Rescatado uno de los tres españoles desaparecidos tras la riada que desfiguró Nepal

Uno de los tres ciudadanos españoles que seguían desaparecidos tras las riadas en el norte de Nepal ha sido localizado con vida, según el último boletín oficial difundido por la Junta de Turismo nepalí, que por ahora no ha detallado ni su identidad ni las condiciones en las que fue encontrado.
El mismo parte mantiene todavía a otros dos españoles en la lista de personas en paradero desconocido, una señal de que la emergencia continúa abierta en una zona donde el barro, los derrumbes y la destrucción de accesos siguen frenando cualquier intento de búsqueda ordenada.
Horas antes de esta actualización, las autoridades nepalíes habían difundido un listado con más de 600 turistas y visitantes sin localizar o incomunicados, entre ellos dos mujeres y un hombre españoles que habían quedado atrapados en medio del desastre desatado por la crecida violenta de los ríos de montaña.

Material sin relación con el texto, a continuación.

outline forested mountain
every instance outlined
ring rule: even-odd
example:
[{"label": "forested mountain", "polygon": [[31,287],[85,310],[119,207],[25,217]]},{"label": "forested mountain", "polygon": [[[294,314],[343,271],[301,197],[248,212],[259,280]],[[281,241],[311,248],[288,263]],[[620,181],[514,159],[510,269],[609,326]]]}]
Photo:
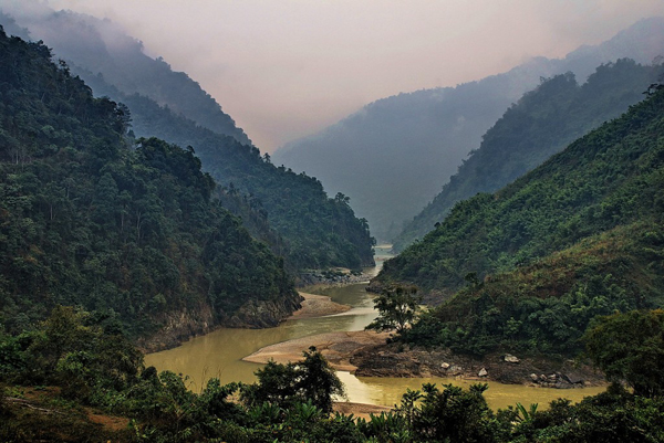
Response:
[{"label": "forested mountain", "polygon": [[[15,20],[29,35],[21,38],[42,40],[53,50],[55,57],[101,74],[123,94],[141,94],[160,106],[167,106],[176,115],[184,115],[217,134],[234,137],[242,144],[251,144],[242,129],[206,93],[198,83],[184,72],[174,72],[163,59],[152,59],[144,53],[143,43],[127,35],[110,20],[72,11],[54,11],[44,4],[25,0],[30,8],[10,8],[0,15],[2,22]],[[15,13],[17,17],[10,17]],[[9,14],[9,15],[8,15]],[[6,30],[14,32],[13,28]],[[72,72],[80,74],[72,67]],[[87,75],[81,77],[89,82]]]},{"label": "forested mountain", "polygon": [[664,72],[622,59],[603,64],[579,85],[572,73],[543,81],[526,93],[483,136],[477,150],[434,200],[394,239],[403,251],[445,219],[452,207],[478,192],[494,192],[533,169],[568,144],[618,117],[643,98]]},{"label": "forested mountain", "polygon": [[450,296],[467,279],[536,265],[592,235],[660,223],[663,141],[658,91],[500,191],[457,203],[436,230],[386,262],[373,285],[407,282]]},{"label": "forested mountain", "polygon": [[330,191],[351,196],[353,209],[369,220],[373,234],[391,240],[540,77],[573,72],[584,83],[602,63],[622,57],[651,63],[662,54],[664,19],[644,20],[562,60],[537,57],[477,82],[380,99],[317,135],[282,147],[273,161],[305,170]]},{"label": "forested mountain", "polygon": [[[81,305],[160,340],[274,325],[299,304],[283,261],[211,198],[191,149],[126,136],[49,49],[0,33],[0,323]],[[167,333],[165,333],[167,331]]]},{"label": "forested mountain", "polygon": [[[206,125],[198,117],[207,109],[201,103],[216,102],[186,74],[174,73],[163,61],[144,55],[141,44],[112,23],[51,11],[40,18],[23,18],[19,24],[52,44],[55,55],[68,60],[72,73],[80,75],[96,96],[125,104],[136,136],[191,146],[203,169],[221,184],[217,197],[222,204],[241,215],[253,235],[284,256],[289,268],[359,268],[373,263],[369,225],[355,218],[345,196],[328,198],[315,178],[277,168],[269,156],[261,157],[256,147],[245,143],[248,139],[239,129]],[[167,93],[179,102],[166,101]],[[196,109],[183,104],[189,101],[198,103]],[[224,119],[216,106],[217,113],[207,109],[206,115]],[[225,122],[232,123],[226,117]]]}]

La catástrofe golpeó con especial dureza el corredor del Bhotekoshi, cerca de la frontera entre Nepal y Tíbet, una franja donde la riada arrastró carreteras, puentes, puestos fronterizos, alojamientos turísticos y vehículos, dejando a cientos de personas aisladas en un paisaje convertido en una masa de lodo y escombros.
El Ministerio de Asuntos Exteriores español había rebajado este viernes de cuatro a tres el número de nacionales que consideraba desaparecidos, después de revisar la información recibida desde el terreno y cruzarla con los contactos consulares abiertos con familiares, acompañantes y autoridades locales.
La localización con vida de uno de ellos cambia el enfoque inmediato de la cobertura, porque ya no se trata solo de una lista de ausentes en medio del caos, sino de una operación de rescate que demuestra que todavía pueden aparecer supervivientes pese a las horas transcurridas y al deterioro extremo del terreno.
Aun así, la falta de datos sobre su estado de salud y sobre las circunstancias exactas del hallazgo mantiene una zona de sombra importante, ya que las autoridades nepalíes no han explicado si fue evacuado por aire, rescatado por equipos terrestres o encontrado en alguno de los corredores turísticos golpeados por la inundación.
Las cifras generales del desastre siguen moviéndose en un terreno brutal, con centenares de muertos y más de un millar de desaparecidos entre Nepal y el lado tibetano de la frontera, una magnitud que ha desbordado la capacidad local de respuesta y ha obligado a concentrar recursos en rescate, identificación de cadáveres y evacuación.
En esa masa de desaparecidos no solo figuran turistas extranjeros, sino también trabajadores, agentes de seguridad, personal aduanero y vecinos de las zonas barridas por el agua, lo que explica por qué cada actualización oficial modifica listados enteros y obliga a revisar una y otra vez nombres, nacionalidades y últimos contactos conocidos.
La dimensión internacional del caso español ha crecido precisamente por ese contexto, porque los tres desaparecidos no estaban aislados de un episodio menor, sino dentro de una tragedia con impacto regional que mantiene a varios países pendientes de sus ciudadanos mientras los equipos sobre el terreno avanzan con información fragmentaria.
Los indicios científicos y los primeros análisis sobre el origen del desastre apuntan a un colapso glaciar o a un gran desprendimiento en altura que descargó de golpe agua, hielo, rocas y sedimentos hacia el valle, convirtiendo la crecida en una fuerza súbita capaz de borrar caminos y asentamientos en cuestión de minutos.
Para las familias, cada boletín se ha convertido en una forma de tortura administrativa y emocional: un nombre que entra o sale de una lista puede significar rescate, error previo, falta de contacto o una simple actualización parcial, y esa ambigüedad pesa todavía sobre los dos españoles que siguen sin ser localizados.
El hallazgo de este superviviente no cierra nada, pero sí introduce un dato decisivo en medio de la oscuridad: hubo al menos una persona capaz de atravesar viva el golpe de la riada, resistir el aislamiento y aparecer en un escenario donde durante días han predominado las cifras de muerte, desaparición y destrucción total.
Ahora toda la tensión se concentra en los dos compatriotas que continúan sin rastro y en la capacidad real de las autoridades para seguir peinando una zona devastada, porque en Nepal la noticia ya no es solo la riada que arrasó la montaña, sino el tiempo que todavía corre contra quienes siguen atrapados fuera del mapa.